José
Antonio Primo de Rivera, no mártir sino traidor
Es
responsable de haber aportado su
granito de arena (nada
despreciable) a la
crispación de la primavera de 1936 de la
mano
de la Italia de Mussolini, y de lo
que era plenamente consciente
Angel
Viñas
elDiario.es
22-4-23
La
exhumación del cadáver de José Antonio Primo de Rivera (JAPdR) de
la tumba que ocupaba hasta ahora en la basílica del Valle de
Cuelgamuros es verosímil que dé origen a enconados y sesudos
análisis entre los comentaristas de prensa. También en el público
en general y, espero que, en menor medida, entre los historiadores
profesionales.
Ciertamente
la exhumación tiene una base conminatoria en la Ley de Memoria
Democrática (BOE
del 20 de octubre de 2022).
Tanto en sus fundamentos generales como en sus disposiciones
concretas (arts. 35. 41 y,
en particular, 54).
En este último, el apartado 4 se aplica directamente al caso
(“Asimismo, se procederá a la reubicación de cualquier resto
mortal que ocupe un lugar preeminente en el recinto”). El del
fundador de Falange es el único en que se da lugar tal
circunstancia. En este sentido, el Gobierno aplica la ley. Puede
discutirse de su idoneidad, pero la ley es la ley. Para mí el
aspecto jurídico no da pie a grandes controversias. La familia del
difunto ha aceptado la exhumación y procederá a la reinhumación en
un cementerio normal, según ha informado la prensa.
Me
interesan más los debates a que el suceso puede dar lugar entre los
comentaristas y en el público en general. A su vez conectados con el
juicio que JAPdR sigue despertando en la sociedad española. En este
sentido, cabe señalar que para los historiadores su papel no es
demasiado discutible, aunque probablemente queden aspectos o facetas
por explorar.
Sobre
JAPdR se ha escrito largo y tendido. Fue una figura elevada por la
dictadura franquista al pináculo de la gloria más inmarcesible.
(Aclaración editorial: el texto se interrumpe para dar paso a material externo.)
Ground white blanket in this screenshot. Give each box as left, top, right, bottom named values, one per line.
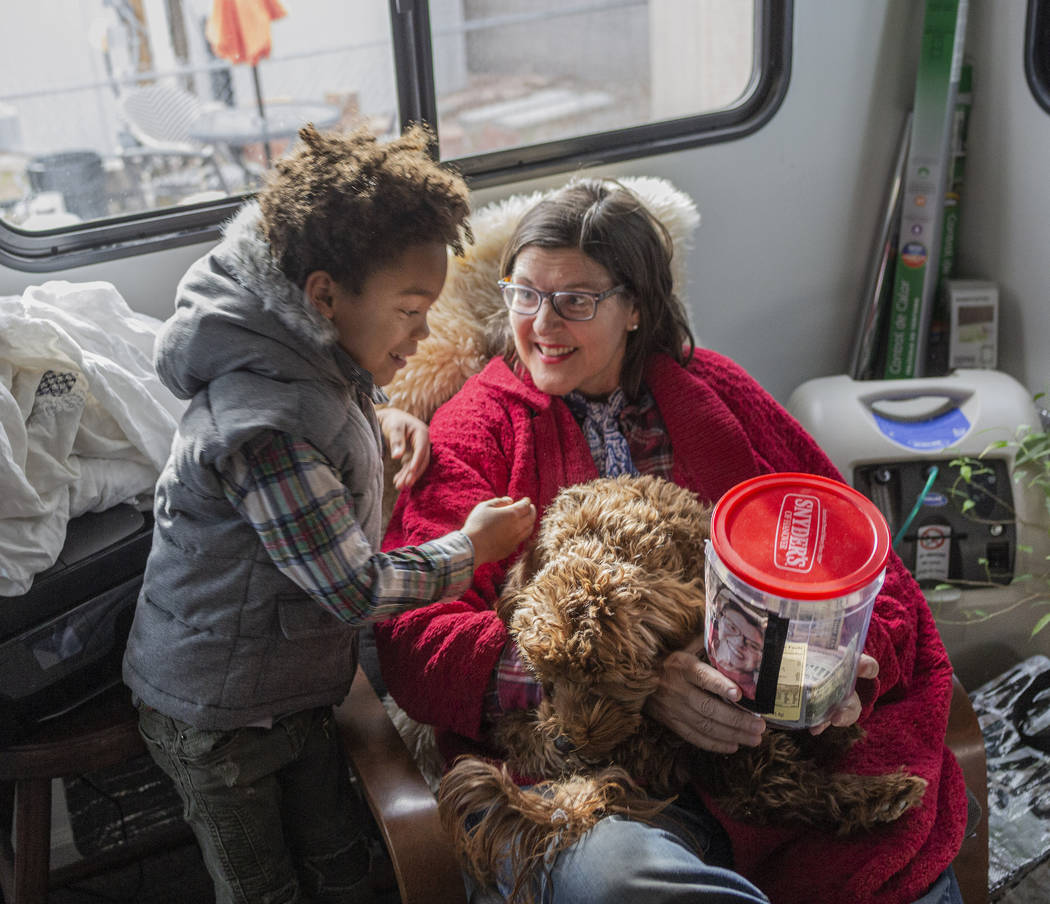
left=0, top=281, right=185, bottom=596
Elogios, ditirambos y elegías llovieron sobre él desde el primer
momento. La corriente no ha cesado. Personalmente siempre me he
referido a uno de sus comentaristas más señalados que, lo que son
las cosas, hoy prácticamente no conoce nadie: Agustín del Río
Cisneros. Un vistazo a los sobrehumanos esfuerzos de Mr. Google da un
total de hits inmenso para dicho caballero, especializado en la
exégesis de las insondables profundidades del pensamiento
joseantoniano. Además, las Obras
Completas de
JAPdR están colgadas en Internet. Cualquiera puede consultarlas.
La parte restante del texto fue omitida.